Speaker Edelstein Defies High Court in Historic Confrontation

YERUSHALAYIM -
Current Speaker of the Israeli parliament Yuli Edelstein. (Yonatan Sindel/Flash90/File)

In an historic confrontation between the legislative and judiciary branches in Israel, Knesset Speaker Yuli Edelstein told the High Court on Monday night that he would hold a vote to choose the next speaker when he deems the time is right, not when the judges say so.

The Court had urged him to schedule a plenary vote by Wednesday on whether he would continue in his position. However, it did not issue a formal ruling compelling him to do so.

Within an hour of receiving Edelstein’s rebuff, the judges answered with a unanimous statement that Edelstein must hold the vote no later than Wednesday. If Edelstein then refuses what appears to be a clear directive of the High Court, Israel could find itself in the middle of a full-blown constitutional crisis.

In his 29-clause response to the Court on Monday night, said: “The court’s intervention into parliamentary proceedings is incorrect. I intend to put [forward] [a vote for the position] of Knesset Speaker and Knesset’s agenda as soon as possible, as the circumstances warrant, from the next few days to no later than the date when the Knesset convenes for the establishment of the government. With all due respect, I will not be able to agree to the ultimatum.”

Edelstein argued that “a reasonable delay” in holding the vote on the Knesset speaker “does not come close to constituting real harm to the fabric of democratic life,” as had been claimed.

As such, Edelstein was standing up not only to the Court, but also to the attorney general and the Knesset’s own legal adviser, who both said that he should follow the Court’s counsel and do it by Wednesday.

Chief Justice Esther Hayut’s response to Edelstein on Monday night contained a sharp rebuke: “The continued refusal to allow the Knesset to vote on the election of a permanent speaker is undermining the foundations of the democratic process,” she wrote.

Hayut asserted that his refusal hurts the Knesset’s status as “an independent authority [while also harming] the process of government transition,” thus making it “one of those exceptional cases where this court is required to intervene to prevent a violation of our parliamentary system.”

The Blue and White party, which has been actively seeking Edelstein’s ouster for weeks in order to wrest control of the Knesset from Likud, and now has the votes to accomplish it, issue a statement appealing to the incumbent’s sense of history:

“Yuli, don’t dig in. The Knesset can choose a Knesset speaker, otherwise you’ll forever be remembered in disgrace as someone who was a partner to Netanyahu’s mission to destroy democracy.”

The Likud then said that the Knesset speaker always comes from the party of the prime minister. Mocking Blue and White machinations to force Edelstein out, the Likud suggested that if it wants to replace him, Benny Gantz should form a government and appoint Joint List MK Heba Yazbak (who was nearly disqualified from running in the March election because of her sympathy for terrorists).
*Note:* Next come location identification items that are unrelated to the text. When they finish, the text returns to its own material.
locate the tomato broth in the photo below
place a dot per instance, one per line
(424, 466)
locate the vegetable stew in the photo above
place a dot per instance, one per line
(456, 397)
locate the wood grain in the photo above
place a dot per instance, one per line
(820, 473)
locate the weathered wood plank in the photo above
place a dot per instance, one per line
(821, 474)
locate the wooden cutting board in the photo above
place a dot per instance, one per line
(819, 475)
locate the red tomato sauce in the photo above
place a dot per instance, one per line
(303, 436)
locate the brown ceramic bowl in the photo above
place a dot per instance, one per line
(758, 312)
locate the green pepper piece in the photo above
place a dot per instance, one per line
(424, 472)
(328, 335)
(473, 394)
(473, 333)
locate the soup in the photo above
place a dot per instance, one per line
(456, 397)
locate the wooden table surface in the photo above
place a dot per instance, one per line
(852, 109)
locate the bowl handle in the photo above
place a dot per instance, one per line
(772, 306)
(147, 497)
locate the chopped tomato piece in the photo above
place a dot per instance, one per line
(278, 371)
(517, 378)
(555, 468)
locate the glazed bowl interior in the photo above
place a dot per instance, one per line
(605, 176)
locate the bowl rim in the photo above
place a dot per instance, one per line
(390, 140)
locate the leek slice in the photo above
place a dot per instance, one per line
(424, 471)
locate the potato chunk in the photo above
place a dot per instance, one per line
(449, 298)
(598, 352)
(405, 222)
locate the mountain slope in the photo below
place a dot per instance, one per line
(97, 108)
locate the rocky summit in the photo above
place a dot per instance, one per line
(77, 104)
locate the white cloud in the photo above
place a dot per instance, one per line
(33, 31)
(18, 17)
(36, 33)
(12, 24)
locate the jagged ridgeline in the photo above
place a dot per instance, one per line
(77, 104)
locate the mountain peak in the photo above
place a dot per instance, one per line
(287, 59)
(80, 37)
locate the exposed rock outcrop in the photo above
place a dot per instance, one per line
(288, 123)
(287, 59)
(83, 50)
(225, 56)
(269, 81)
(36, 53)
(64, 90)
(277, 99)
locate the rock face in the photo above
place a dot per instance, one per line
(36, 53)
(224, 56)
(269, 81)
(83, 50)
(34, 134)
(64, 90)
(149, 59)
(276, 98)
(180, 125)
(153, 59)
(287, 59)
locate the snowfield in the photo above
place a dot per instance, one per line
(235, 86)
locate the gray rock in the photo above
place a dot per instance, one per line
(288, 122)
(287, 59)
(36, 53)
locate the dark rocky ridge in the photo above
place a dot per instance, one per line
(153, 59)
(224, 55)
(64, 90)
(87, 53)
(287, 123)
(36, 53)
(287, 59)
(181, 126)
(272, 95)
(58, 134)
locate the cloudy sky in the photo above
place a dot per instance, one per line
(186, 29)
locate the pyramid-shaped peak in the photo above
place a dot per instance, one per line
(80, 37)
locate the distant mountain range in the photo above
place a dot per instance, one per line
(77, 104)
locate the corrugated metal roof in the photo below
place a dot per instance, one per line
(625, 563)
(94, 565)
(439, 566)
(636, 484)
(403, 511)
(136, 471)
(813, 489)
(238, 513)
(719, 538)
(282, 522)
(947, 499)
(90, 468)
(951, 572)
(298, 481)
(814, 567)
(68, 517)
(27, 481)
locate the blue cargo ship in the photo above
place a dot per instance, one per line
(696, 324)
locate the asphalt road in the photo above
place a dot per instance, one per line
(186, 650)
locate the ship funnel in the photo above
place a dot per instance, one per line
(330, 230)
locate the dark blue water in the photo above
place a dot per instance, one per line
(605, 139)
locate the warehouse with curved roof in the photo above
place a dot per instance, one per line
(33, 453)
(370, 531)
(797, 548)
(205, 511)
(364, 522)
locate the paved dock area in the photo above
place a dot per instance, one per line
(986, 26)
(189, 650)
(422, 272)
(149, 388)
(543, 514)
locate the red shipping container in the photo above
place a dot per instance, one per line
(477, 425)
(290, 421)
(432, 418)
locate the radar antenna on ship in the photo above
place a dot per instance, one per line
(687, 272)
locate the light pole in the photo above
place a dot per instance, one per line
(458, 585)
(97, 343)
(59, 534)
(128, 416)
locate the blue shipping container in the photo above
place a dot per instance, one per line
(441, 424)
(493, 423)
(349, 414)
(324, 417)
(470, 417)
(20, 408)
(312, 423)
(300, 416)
Earlier on Monday, Justice Minister Amir Ohana and Tourism Minister Yariv Levin, both of Likud, backed Edelstein’s stance, and accusing Hayut of trying to take over the state.

“If Chief Justice Hayut wants to put herself above the Knesset, she is invited to arrive at the building with her guards and open the session herself. That way it will be clear we are witnessing a coup,” Levin said.